The work of the body.
January 22, 2012 § 3 Comments
I was an obese child with a pretty face and a sharp mind. My parents were preachers, Charismatic, non-denominational preachers. We learned to speak in tongues at vacation bible school and my babysitters cast out demons as easily as they ordered pizza. Adults in my life lovingly repeated, “It’s what’s on the inside that counts!” It’s what’s on the inside that the counts, the inside counts, the outside doesn’t count. The outside only counts if you are a heathen, or just especially dumb.
Don’t you know all flesh is grass!?
Don’t you know this will all fade away!?
This is how I lived with my body most of my life. My body was just a thing that didn’t matter, an inconvenient, uncomfortable container that I had to wait inside of, carry like a cross, pray to be delivered from, discipline mercilessly.
My body. The stuff of me that exists outside my brain, and wherever my heart is. My body is almost six feet tall, weighs around 170 pounds, has gigantic feet stuck to one end, and a somewhat ridiculous amount of hair to the other. Its trunk is almost longer than its legs, its arms never know how to hang. It has never had much of a posterior, until the powerlifting. Twice it has stretched to build and protect other little bodies , and twice it has been cut into, unexpectedly, to rescue the people living inside it.

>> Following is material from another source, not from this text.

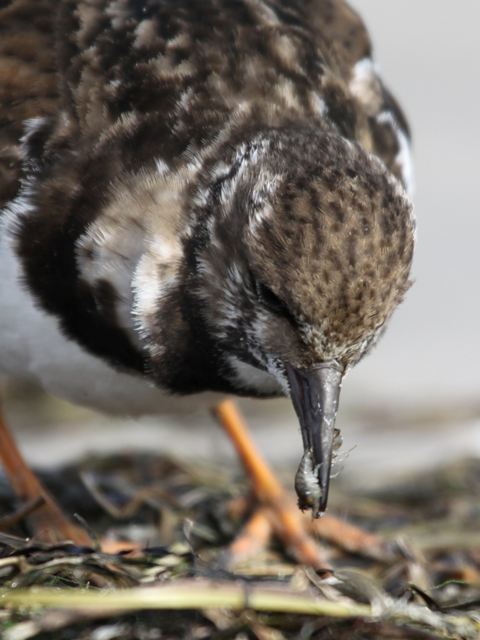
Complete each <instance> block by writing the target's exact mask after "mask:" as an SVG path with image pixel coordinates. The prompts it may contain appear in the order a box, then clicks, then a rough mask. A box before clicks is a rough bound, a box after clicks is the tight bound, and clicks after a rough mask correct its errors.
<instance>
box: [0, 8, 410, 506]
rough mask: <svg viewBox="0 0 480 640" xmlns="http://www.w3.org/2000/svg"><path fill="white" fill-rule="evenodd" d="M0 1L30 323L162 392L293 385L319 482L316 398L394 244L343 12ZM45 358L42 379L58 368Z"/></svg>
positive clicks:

My body has been producing and/or feeding other people for almost five years straight. My body loves to deadlift, to squat, to move huge amounts of iron across the room. My body pushes the old Volvo up the driveway, picks up the sandbox full of rainwater, sprints to catch the toddler running for the street.
My body carried me to school, to church, to band camp, to graduation. It walked me on stage, off ledges, down the aisle. It married my husband, made my babies, and pushed every single button that put these very words on the screen.
How does this not count?
Remember the part about our bodies as temples, and God valuing the human body so highly that he chose to live in one, and then walk around in it healing bodies, feeding bodies, and eventually letting his own be broken as a sacrifice for the whole world?
Your body is important to God. Your body is important to your husband. Your body is important to your children. Your body should be important to you.
Does it get in your way? Does it keep you from working, from playing, from loving? Is it stacked up around you like sandbags, keeping the whole world out? Is it the wall you hit when you’re inspired to do brave things? Is it the excuse you make when you are called but to afraid to answer?
Is your body strong? Does it GO when you say go? Does it carry you with grace and momentum? Does it help you do your work?